Two electricians. Same license tier, same years in, same NEC code book in the truck. One earns nearly double the other. The only difference is the state line.
All figures here are median annual wages from the BLS Occupational Employment and Wage Statistics program, May 2024 estimates — the latest state-level release. Median means the middle electrician: half earn more, half less. It's the honest number for deciding whether a market pays enough for your life.
The Spread Is the Story
| Marker | Median Annual Wage |
|---|---|
| Highest state — Oregon | $97,320 |
| U.S. median, all electricians | $62,350 |
| Lowest state — Arkansas | $49,420 |
That's a nearly 2:1 gap between the top and bottom of the table. Few careers have a location lever this strong — no four-year degree required, and yet moving your tools across a state line can be worth more than a decade of raises.
Who's at the Top, and Why
The top of the state table is consistently dominated by the same profile: Oregon, Washington, and Illinois — states with strong union density in the building trades and demanding licensing regimes — plus Hawaii and Alaska, where isolation and cost of living push all wages up, and California and New York, which combine high costs with heavy construction volume across residential, commercial, and infrastructure work.

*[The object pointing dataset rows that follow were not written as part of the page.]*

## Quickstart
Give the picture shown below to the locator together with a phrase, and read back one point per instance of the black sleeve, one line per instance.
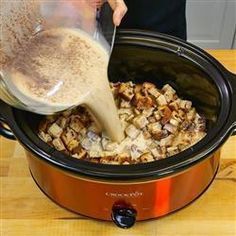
(165, 16)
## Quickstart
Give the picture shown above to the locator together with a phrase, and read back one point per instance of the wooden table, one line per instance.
(26, 211)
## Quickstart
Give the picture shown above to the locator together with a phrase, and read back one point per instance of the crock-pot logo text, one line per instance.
(126, 195)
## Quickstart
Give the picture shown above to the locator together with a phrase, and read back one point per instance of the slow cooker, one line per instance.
(130, 193)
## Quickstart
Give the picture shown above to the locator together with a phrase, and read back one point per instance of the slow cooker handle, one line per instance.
(4, 131)
(123, 215)
(232, 80)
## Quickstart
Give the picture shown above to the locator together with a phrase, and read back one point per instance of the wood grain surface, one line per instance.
(26, 211)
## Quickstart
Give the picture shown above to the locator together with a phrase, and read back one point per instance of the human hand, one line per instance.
(118, 6)
(120, 10)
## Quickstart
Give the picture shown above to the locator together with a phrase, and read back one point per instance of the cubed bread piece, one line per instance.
(93, 136)
(108, 145)
(68, 135)
(126, 91)
(43, 125)
(157, 115)
(148, 112)
(86, 143)
(147, 157)
(146, 134)
(161, 100)
(142, 102)
(169, 96)
(140, 121)
(55, 130)
(151, 119)
(135, 152)
(146, 87)
(127, 111)
(94, 128)
(125, 104)
(67, 113)
(154, 92)
(174, 122)
(156, 152)
(58, 144)
(185, 104)
(172, 151)
(81, 153)
(160, 135)
(167, 141)
(75, 123)
(166, 114)
(168, 88)
(72, 144)
(175, 105)
(154, 127)
(191, 114)
(171, 128)
(62, 122)
(45, 137)
(138, 88)
(132, 131)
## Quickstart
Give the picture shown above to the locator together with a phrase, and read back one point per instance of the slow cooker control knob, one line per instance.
(124, 217)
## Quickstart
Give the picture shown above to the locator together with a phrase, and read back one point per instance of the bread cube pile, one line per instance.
(156, 122)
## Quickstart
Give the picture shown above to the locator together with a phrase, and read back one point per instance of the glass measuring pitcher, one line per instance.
(48, 49)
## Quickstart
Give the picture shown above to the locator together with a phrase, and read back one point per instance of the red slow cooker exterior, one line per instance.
(138, 191)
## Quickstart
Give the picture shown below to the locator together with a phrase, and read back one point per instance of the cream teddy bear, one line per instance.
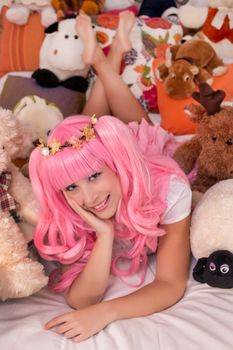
(20, 276)
(20, 10)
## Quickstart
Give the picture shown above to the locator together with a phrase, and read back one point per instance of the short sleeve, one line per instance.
(179, 200)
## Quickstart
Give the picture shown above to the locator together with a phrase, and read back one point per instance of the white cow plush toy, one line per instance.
(20, 10)
(61, 58)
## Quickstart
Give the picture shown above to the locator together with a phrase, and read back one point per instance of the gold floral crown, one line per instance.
(75, 142)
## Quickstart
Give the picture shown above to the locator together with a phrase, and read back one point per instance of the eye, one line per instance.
(212, 266)
(173, 76)
(71, 187)
(94, 176)
(229, 142)
(224, 268)
(186, 77)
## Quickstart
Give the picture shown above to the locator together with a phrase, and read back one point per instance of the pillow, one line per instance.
(117, 4)
(70, 102)
(173, 118)
(20, 45)
(146, 35)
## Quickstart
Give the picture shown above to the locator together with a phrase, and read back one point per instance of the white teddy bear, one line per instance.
(212, 236)
(20, 10)
(20, 276)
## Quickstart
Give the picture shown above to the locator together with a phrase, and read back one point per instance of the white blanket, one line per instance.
(202, 320)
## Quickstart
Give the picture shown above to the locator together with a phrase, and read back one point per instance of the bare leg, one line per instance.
(110, 94)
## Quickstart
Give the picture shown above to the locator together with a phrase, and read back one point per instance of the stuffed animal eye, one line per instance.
(186, 77)
(224, 268)
(212, 266)
(173, 76)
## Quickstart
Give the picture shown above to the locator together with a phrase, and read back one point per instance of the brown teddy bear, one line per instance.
(90, 7)
(211, 149)
(187, 65)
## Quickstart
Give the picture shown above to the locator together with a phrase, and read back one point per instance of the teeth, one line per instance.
(100, 205)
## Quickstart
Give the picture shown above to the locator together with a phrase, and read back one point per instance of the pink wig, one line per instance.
(61, 235)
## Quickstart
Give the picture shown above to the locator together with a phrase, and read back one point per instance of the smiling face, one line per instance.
(100, 193)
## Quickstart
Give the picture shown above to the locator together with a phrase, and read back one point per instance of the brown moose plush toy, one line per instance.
(188, 65)
(211, 148)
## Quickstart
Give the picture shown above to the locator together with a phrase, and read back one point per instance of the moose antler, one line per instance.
(209, 98)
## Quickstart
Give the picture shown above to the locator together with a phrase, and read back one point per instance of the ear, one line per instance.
(52, 28)
(173, 51)
(198, 271)
(194, 69)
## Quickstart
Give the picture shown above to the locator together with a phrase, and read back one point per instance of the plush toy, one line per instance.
(90, 7)
(211, 148)
(212, 238)
(61, 58)
(37, 114)
(215, 21)
(20, 276)
(188, 64)
(38, 117)
(20, 10)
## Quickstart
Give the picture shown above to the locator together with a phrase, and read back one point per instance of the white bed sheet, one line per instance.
(202, 320)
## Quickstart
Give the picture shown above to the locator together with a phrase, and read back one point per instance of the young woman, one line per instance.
(109, 194)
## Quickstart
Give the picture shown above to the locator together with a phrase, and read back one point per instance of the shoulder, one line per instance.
(178, 201)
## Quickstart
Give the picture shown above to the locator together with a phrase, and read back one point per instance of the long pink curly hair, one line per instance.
(61, 235)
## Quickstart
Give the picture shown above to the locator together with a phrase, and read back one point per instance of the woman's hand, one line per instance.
(82, 324)
(100, 226)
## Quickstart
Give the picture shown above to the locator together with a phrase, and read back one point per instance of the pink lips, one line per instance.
(101, 206)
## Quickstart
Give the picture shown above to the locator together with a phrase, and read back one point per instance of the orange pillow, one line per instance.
(20, 45)
(173, 118)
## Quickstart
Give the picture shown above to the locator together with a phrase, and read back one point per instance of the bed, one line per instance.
(203, 319)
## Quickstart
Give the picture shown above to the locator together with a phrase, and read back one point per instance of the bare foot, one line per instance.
(125, 25)
(87, 35)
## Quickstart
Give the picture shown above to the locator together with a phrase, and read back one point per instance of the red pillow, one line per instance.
(173, 118)
(20, 45)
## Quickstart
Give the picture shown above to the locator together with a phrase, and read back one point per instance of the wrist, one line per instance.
(109, 310)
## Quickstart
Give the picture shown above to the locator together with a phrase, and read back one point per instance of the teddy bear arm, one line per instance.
(162, 72)
(21, 190)
(174, 49)
(204, 76)
(187, 154)
(203, 181)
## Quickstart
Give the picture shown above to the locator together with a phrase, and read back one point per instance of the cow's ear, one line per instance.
(198, 271)
(52, 28)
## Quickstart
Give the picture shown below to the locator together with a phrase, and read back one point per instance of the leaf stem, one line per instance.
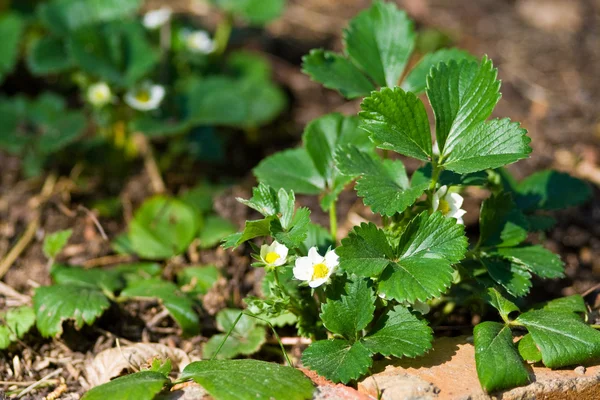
(333, 222)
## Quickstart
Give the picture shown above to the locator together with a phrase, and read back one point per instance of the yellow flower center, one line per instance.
(271, 257)
(444, 207)
(320, 271)
(143, 96)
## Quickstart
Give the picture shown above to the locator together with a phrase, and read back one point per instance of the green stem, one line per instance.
(333, 222)
(223, 34)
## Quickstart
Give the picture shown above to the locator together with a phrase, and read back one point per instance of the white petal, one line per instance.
(314, 256)
(303, 269)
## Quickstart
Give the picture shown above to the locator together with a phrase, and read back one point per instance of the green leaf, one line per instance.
(162, 228)
(366, 251)
(486, 145)
(198, 280)
(57, 303)
(574, 304)
(62, 16)
(397, 121)
(14, 324)
(462, 96)
(102, 279)
(562, 338)
(551, 190)
(118, 53)
(249, 380)
(143, 385)
(427, 249)
(499, 365)
(179, 306)
(11, 29)
(336, 72)
(511, 276)
(49, 55)
(536, 259)
(293, 237)
(215, 229)
(246, 337)
(380, 41)
(352, 311)
(55, 242)
(500, 303)
(501, 223)
(303, 177)
(528, 349)
(382, 184)
(400, 334)
(338, 360)
(416, 80)
(256, 12)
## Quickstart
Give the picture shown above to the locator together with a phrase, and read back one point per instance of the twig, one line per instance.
(36, 384)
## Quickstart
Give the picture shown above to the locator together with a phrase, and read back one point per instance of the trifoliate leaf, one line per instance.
(499, 365)
(14, 324)
(338, 360)
(528, 349)
(291, 170)
(162, 228)
(249, 380)
(54, 242)
(49, 55)
(215, 229)
(501, 222)
(179, 306)
(427, 249)
(382, 184)
(536, 259)
(487, 145)
(366, 251)
(102, 279)
(397, 120)
(512, 277)
(293, 237)
(462, 95)
(11, 28)
(562, 338)
(574, 304)
(143, 385)
(336, 72)
(380, 41)
(58, 303)
(400, 334)
(197, 280)
(551, 190)
(352, 311)
(246, 337)
(416, 80)
(500, 303)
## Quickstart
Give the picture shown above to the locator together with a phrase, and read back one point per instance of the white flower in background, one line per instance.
(99, 94)
(145, 97)
(316, 269)
(156, 18)
(199, 42)
(273, 255)
(448, 204)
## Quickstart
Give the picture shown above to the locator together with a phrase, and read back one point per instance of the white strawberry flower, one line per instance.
(156, 18)
(449, 204)
(316, 269)
(199, 42)
(274, 254)
(99, 94)
(145, 97)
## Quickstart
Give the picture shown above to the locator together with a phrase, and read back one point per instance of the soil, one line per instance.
(548, 55)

Union density and licensing rigor don't just protect wages — they are the wage mechanism. Where entry is disciplined and scale is negotiated, the median climbs.
Four Levers Bigger Than the State Line
- License tier. The apprentice-to-journeyman jump is the biggest raise of your career; journeyman-to-master adds permit and supervisory authority that commands more.
- Union membership. In union-dense metros, negotiated scale plus benefits typically beats open-shop compensation for the same hours.
- Specialization. Industrial, instrumentation, and high-voltage work outpay residential service almost everywhere. See specializations ranked.
- Overtime structure. Much of the gap between two electricians on the same base rate is OT availability — common in industrial and data-center construction.
Read the Fine Print Before You Move
Three cautions. First, cost of living: a Portland median doesn't spend like a Little Rock median. Second, licensing portability: reciprocity is a patchwork — verify with both state boards before relocating (state guide here). Third, BLS counts employees only — self-employed contractors, often the trade's top earners, aren't in this data. The ceiling is higher than these tables show; the typical employee experience is exactly what they show.